Arunachala, la montagne sacrée.

Arunachala, la montagne sacrée.

lundi 19 mai 2008

Jean Biès

L'homme sans signification ne peuple le silence de dérivatifs sonores et de saturnales langagières que parce que le silence lui fait peur, le met face à lui-même, face à un vide désespéré qui n'est qu'une contrefaçon de la vacuité spirituelle. Non seulement le silence rend aux mots leur brillance et leur prix, qu'une surconsommation leur a fait perdre, - tels les galets, replongés dans la mer, recouvrent tout leur éclat -, mais il permet de recharger nerveusement et psychiquement nos accumulateurs d'énergie. Tandis que la parole est toujours, - à l'exception du verbe poétique maîtrisé, sublimé, lointain écho humain de la Profération d'origine, - un produit de l'agitation mentale et de l'imagination passionnelle, le silence dispense des contradictions, des erreurs de jugement, des condamnations hâtives, évite les petites inexactitudes anodines, dont la somme fait le mensonge, les méchancetés insignifiantes qui finissent par rendre méchant, la dialectique raisonneuse, jamais à court d'arguments, toujours en quête de réponses dont elle récuse le droit à l'existence. (...) Le silence véritable est volontaire, conscient et momentané ; il est concentration, concertation des forces vives et cachées, économie, rassemblement ; il est propédeutique de l'intériorisation. Celui du langage prédispose à celui de l'esprit, le décante de l'inutile, - pensées, obsessions, affabulations, - en vue d'un retour à l'idéale vacuité dont relèvent les plus hauts messages. Râmana Maharshi soutenait le paradoxe suivant : "Le silence est éloquence ininterrompue. C'est l'émission vocale qui fait obstacle à l'autre voix... La Vérité est exposée par le silence". Enfin, comme la respiration, le silence est imitation de la nature de Dieu, conformité à cette nature ; non point le "Dieu oisif" auquel l'athéisme moderne reproche de ne pas répondre à l'appel humain, mais l'Être dont tout procède et qui ne procède de rien, pur réceptacle des semences du silence et des semences du son. - C'est pour ces différentes raisons que le silence mérite notre considération ; la meilleure preuve que nous puissions lui en témoigner est de le pratiquer nous-mêmes, soit dans les moments de répit que nous laissent nos occupations quotidiennes, soit un jour entier par semaine, à l'exemple de Gandhi.

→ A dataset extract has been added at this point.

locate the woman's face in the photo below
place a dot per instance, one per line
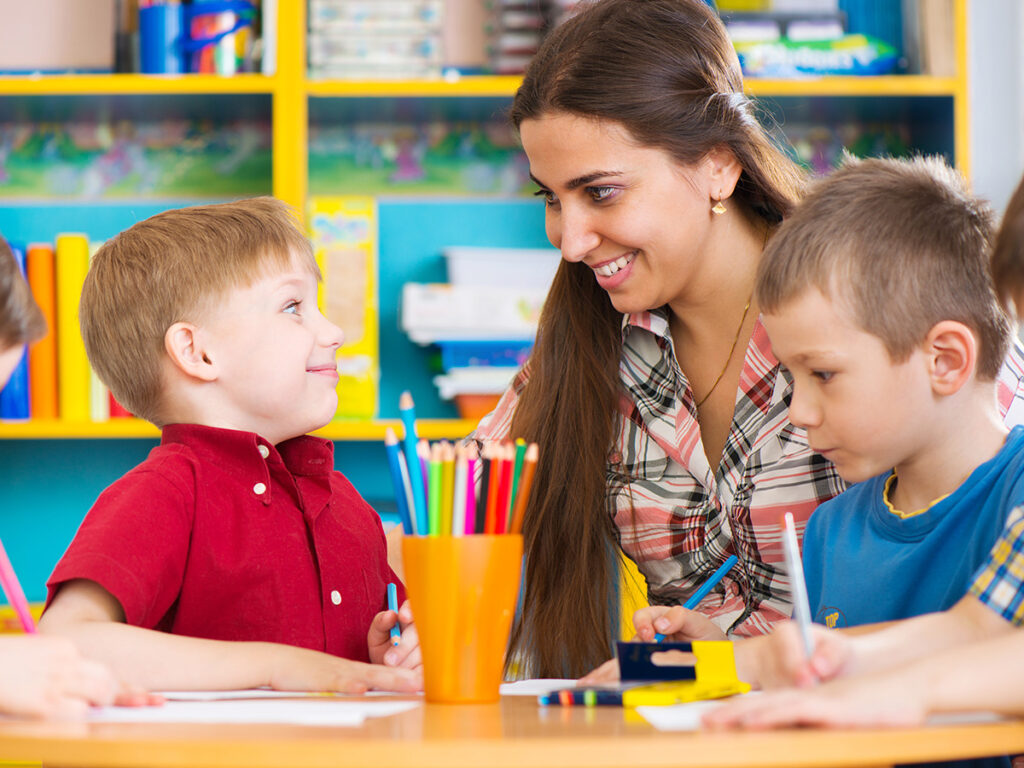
(631, 213)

Passeports pour des temps nouveaux, p. 96-97.

9 commentaires:

fishfish a dit…

tu trouves que je parle trop ?

Vincent a dit…

t'es sérieux là ?
je rigole devant mon écran ;)

Chronophonix a dit…

ça, c'est du commentaire, morbleu!
Plus sérieusement, ce texte me ramène immanquablement au silence intérieur,
le silence des pensées...

fishfish a dit…

Non, sérieux, j'aime bien que tu me dises que tu m'aimes bien quoi!

Vincent a dit…

Mais je t'adore !

fishfish a dit…

merci c'est chouette choupette !

Anonyme a dit…

Le verbe poétique excepté.

"Si tu cries, le monde se tait : il s'éloigne avec son propre monde.
Donne toujours plus que tu ne peux reprendre. Et oublie. Telle est la voie sacrée.
Qui convertit l'aiguillon en fleur arrondit l'éclair".
René CHAR

Vincent a dit…

Merci Madeleine !

Mabes a dit…

Très belle inspiration, merci Vincent!